Elementary students have been doing a health-related fitness unit, inquiring into ways we stay physically fit and healthy then applying their knowledge to different activities.
grade 1: body's' responses to fitness activities
grade 2: jump rope
grade 3: team running challenge
grade 4: designing a fitness programme
grade 5: health-related components of fitness stations
Everyone was very excited about ending the year of physical education in the swimming pool and especially having our instructors from Australia to help us become better swimmers!
2017 - 2018
OYIS hosted its annual international festival on May 19th. This event is an opportunity for the school community to gather together and celebrate its diversity. Students, families, staff and community members were able to enjoy a range of music, food and culture. Through the event, we were also able to raise a significant amount of funds to support both the school and micro loans for entrepreneurs in developing countries. OYIS would like to thank everyone who made the event a great success.
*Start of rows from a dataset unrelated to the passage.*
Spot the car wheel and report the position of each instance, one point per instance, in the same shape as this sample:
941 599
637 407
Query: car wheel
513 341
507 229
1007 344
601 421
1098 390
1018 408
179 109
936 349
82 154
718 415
We had a great spring concert this year! It was an impressive showcase of musical skill and talent across all grades. From the early childhood music and movement performance all the way to the junior high school take on some popular music numbers, everyone worked hard to put on a great show. In our music program, we believe that giving students opportunities to perform will build their confidence and encourage them to pursue the joy of music in the future.
It’s never too early to instill a love of music in children! OYIS early childhood students continued to prove that even the youngest of learners could achieve some level of mastery over basic musical concepts. Our students developed a strong musical foundation through meaningful play with pitch. By infusing color, literacy, numbers and games into hands-on musical experiences, the students were exposed to the wide world of music and were able to express themselves through this exciting art form. We celebrated musical diversity from a variety of cultures, we composed our own rhythms, we danced and played, we explored musical instrument families and even built some instruments ourselves! May the summer holiday bring lots of time for music to be made and played!
This year, we had a fantastic time in both primary and junior high music classes. Students performed at the various school events, including spring concert, grade 5 exhibition and the international festival. They learned about and explored music from different times and cultures. There were also many opportunities to try and play a variety of instruments, to experience different music roles and to be involved in arranging the pieces we performed. Some of the classes learned about composition and even worked on their own pieces of music. Next school year, our ambition is to perform before a wider OYIS community as well as to present our work outside the school.
Primary and Junior High
The 2018 PYP exhibition was very successful! In the grade 5 Japanese A class, the students used calligraphy to write Kanji to represent their PYP projects, which was displayed in front of the grade 5 classroom on exhibition day. Each calligraphy work showed passion. After the PYP exhibition, the students wrote reflections on their presentations in Japanese, which showed how satisfied they were with their projects.
In their final unit, the grade 2 students examined the similarities and differences between pictures and writing symbols. They learned various pictograms (象形文字) and also created their own. They had many great ideas, and their work was very creative.